God designed seasons. As the writer of Ecclesiastes says, “For everything there is a season, and a time for every matter under heaven” (3:1). God designed the world to function in seasons. He designed the rhythms of life. He designed sowing and reaping. He designed life to flow with the ups and down cycle of seasons as they come and go. He even designed seasons in our lives.
The house where I live has oak trees that are upwards of thirty feet tall. Over the course of three decades in this house, they have withstood hurricanes, harsh winters, torrential downpours, and everything else thirty years of weather can throw at them. One of the best features of these oak trees is the shade they provide in our backyard on hot summer afternoons. And one of the seemingly worse features they have is the leaves they drop in the fall.
One afternoon in mid-July, I was walking the dogs around the neighborhood. Upon leaving our driveway and venturing into the road, I noticed the familiar sound of crunching leaves under my feet. But wait – it’s July? I didn’t think much of it, until I was walking back and noticed a few leaves falling to the ground. I took a moment to look at the driveway and noticed there were quite a few leaves that had already fallen – seemingly out of season. If I remember correctly – leaves grow in spring, hold tight in summer, and fall in, well, fall. We were mid-July, and leaves shouldn’t be falling!

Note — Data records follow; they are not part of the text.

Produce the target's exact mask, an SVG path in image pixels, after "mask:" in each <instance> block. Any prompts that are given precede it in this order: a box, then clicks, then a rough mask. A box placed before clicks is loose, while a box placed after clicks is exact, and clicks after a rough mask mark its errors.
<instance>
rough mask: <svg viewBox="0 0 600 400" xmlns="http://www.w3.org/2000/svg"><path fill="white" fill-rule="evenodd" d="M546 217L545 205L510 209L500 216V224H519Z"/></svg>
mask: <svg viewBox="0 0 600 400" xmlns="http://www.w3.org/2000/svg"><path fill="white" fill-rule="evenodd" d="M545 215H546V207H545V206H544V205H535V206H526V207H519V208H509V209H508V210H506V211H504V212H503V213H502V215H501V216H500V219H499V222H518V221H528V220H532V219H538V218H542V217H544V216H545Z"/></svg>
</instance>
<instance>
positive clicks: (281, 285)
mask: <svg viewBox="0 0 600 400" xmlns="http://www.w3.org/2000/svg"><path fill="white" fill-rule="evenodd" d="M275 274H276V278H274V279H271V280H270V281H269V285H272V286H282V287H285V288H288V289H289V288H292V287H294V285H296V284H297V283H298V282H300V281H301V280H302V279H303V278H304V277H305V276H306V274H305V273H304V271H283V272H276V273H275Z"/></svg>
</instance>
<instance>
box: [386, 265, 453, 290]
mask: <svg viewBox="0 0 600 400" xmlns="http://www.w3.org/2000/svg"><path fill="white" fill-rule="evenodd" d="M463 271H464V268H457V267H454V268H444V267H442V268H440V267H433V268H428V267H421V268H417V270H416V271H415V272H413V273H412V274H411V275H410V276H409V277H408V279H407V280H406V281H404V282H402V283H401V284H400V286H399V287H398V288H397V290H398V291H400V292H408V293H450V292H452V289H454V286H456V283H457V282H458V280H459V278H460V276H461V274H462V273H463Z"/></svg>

As someone who loves the seasons, but has found my self in a tricky heart season, one that has had me on my knees more than ever, asking God to reveal himself more than ever, and crying out to hear his voice more than ever – I asked him, “Why are there so many leaves down in the middle of the summer?” Immediately, I heard him respond, “Because seasons can co-exist.”
I’ve lived so much of my life thinking life is black and white. Spring starts on a certain date. It’ll be hot in summer and cold in winter. That winter season stays where it belongs: in it’s neat December 21st to March 20th box.
But what if that word is true? What if seasons can co-exist? Then it would mean that a warm day in winter is ok. And a cold day in July is more than just a Dixie Chicks song. It would mean that seasons of longing can co-exist with seasons of fulfillment. It means that seasons of grief can be sprinkled with moments of joy. It means we can laugh and cry and live on the roller coaster of life knowing that God is orchestrating our coming and our going. Seasons that co-exist give God space to work in all the aspects of our lives. He isn’t in a box. He isn’t confined to my limited thinking that leaves have to fall in October and it has to snow in January for those seasons to be legitimate. Just like he isn’t scared by my heart having a day where it longs for my dreams to be fulfilled or where I have moments of laughter after I hear of the passing of a friend’s father.
Friend, seasons can co-exist. Sometimes it’s a month of joy and a month of grief. Sometimes it’s a moment of laughter and a moment of weeping. Sometimes it’s a long time of waiting and the next minute fulfillment. I can celebrate you and long for my time to come because seasons can co-exist. In the mess of life, may we remember that He’s the God of seasons. He’s sovereign. He’s working. And my heart seasons are a part of His greater plan for my life. My job is to bow my knee, submit my heart, and wait for his voice – in all seasons.